Then you would slow the rebound on the shock until it doesn't. Then you can worry about the overall speed of both the fork and the shock.


----------



## tuckerjt07 (Nov 24, 2016)

jeffj said:


> Then you would slow the rebound on the shock until it doesn't. Then you can worry about the overall speed of both the fork and the shock.


Exactly, which is why you can't just say make the front equal to the rear to cure "buck".

Sent from my SAMSUNG-SM-G935A using Tapatalk


----------



## jeffj (Jan 13, 2004)

tuckerjt07 said:


> Exactly, which is why you can't just say make the front equal to the rear to cure "buck".
> 
> Sent from my SAMSUNG-SM-G935A using Tapatalk


It's not about 'equal', it's just getting the bike to be neutral in the air.


----------



## tuckerjt07 (Nov 24, 2016)

jeffj said:


> It's not about 'equal', it's just getting the bike to be neutral in the air.

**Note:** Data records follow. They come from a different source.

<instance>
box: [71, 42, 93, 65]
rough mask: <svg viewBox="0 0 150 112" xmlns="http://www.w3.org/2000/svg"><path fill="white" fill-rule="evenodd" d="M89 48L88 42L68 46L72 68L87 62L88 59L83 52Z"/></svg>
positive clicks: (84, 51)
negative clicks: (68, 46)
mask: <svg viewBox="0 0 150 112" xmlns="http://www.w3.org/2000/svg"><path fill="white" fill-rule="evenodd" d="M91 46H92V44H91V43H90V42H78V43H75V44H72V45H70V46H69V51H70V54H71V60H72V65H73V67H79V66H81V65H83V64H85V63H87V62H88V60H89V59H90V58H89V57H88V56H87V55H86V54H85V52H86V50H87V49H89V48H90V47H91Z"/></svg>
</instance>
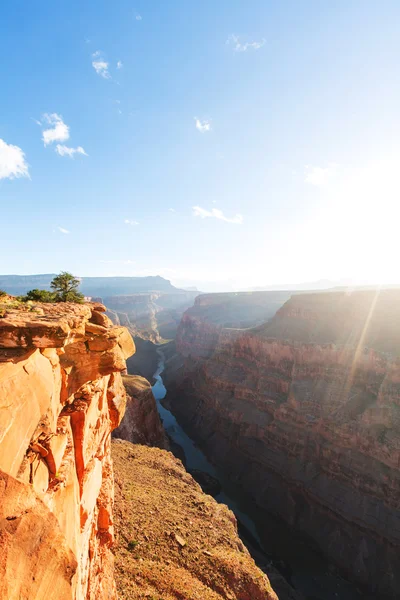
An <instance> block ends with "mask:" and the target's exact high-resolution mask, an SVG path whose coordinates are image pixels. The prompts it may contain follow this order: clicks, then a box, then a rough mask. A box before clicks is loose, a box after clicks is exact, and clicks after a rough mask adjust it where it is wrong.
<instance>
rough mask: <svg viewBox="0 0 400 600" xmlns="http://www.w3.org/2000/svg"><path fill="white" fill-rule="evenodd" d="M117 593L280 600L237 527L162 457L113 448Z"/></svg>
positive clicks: (203, 598) (180, 598) (213, 598)
mask: <svg viewBox="0 0 400 600" xmlns="http://www.w3.org/2000/svg"><path fill="white" fill-rule="evenodd" d="M112 445H113V459H114V465H115V478H116V511H115V519H116V520H115V526H116V533H117V542H118V543H117V549H116V574H117V585H118V592H119V595H120V597H121V598H125V599H132V600H133V599H134V600H139V599H140V600H141V599H143V600H144V599H150V598H157V599H158V598H162V599H163V600H182V599H183V598H184V599H185V600H222V599H224V600H226V599H229V600H277V596H276V595H275V593H274V592H273V590H272V588H271V585H270V583H269V580H268V578H267V576H266V575H265V574H264V573H263V572H262V571H260V569H258V568H257V567H256V565H255V563H254V561H253V559H252V558H251V557H250V555H249V553H248V551H247V549H246V548H245V546H244V545H243V543H242V542H241V540H240V539H239V537H238V534H237V525H236V519H235V516H234V515H233V513H232V512H231V511H230V510H229V509H228V508H227V507H226V506H225V505H223V504H218V503H217V502H216V501H215V500H214V499H213V498H211V496H207V495H205V494H204V493H203V492H202V491H201V488H200V486H199V485H198V484H197V483H196V482H195V481H194V479H192V477H191V476H190V475H189V474H188V473H186V471H185V469H184V468H183V466H182V463H181V462H180V461H179V460H178V459H176V458H174V457H173V455H172V454H170V453H169V452H166V451H165V450H159V449H157V448H148V447H144V446H138V445H132V444H130V443H128V442H122V441H120V440H114V441H113V444H112Z"/></svg>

So in other words you want the front and rear end to apply an equal amount of force on take off so that both ends are equally balanced in the air and that weight remains equally distributed while airborne yes?

Sent from my SAMSUNG-SM-G935A using Tapatalk


----------



## jeffj (Jan 13, 2004)

tuckerjt07 said:


> So in other words you want the front and rear end to apply an equal amount of force on take off so that both ends are equally balanced in the air and that weight remains equally distributed while airborne yes?
> 
> Sent from my SAMSUNG-SM-G935A using Tapatalk


I want the bike neutral in the air. Period. I can usually achieve that by adjusting as I stated before. If I want to fiddle with other settings (including the rebound) for other aspects of the ride, I can do that too, and then tweak the rebound here or there a little to get them back in sync. The fork and the shock need to work together to get the best from them.


----------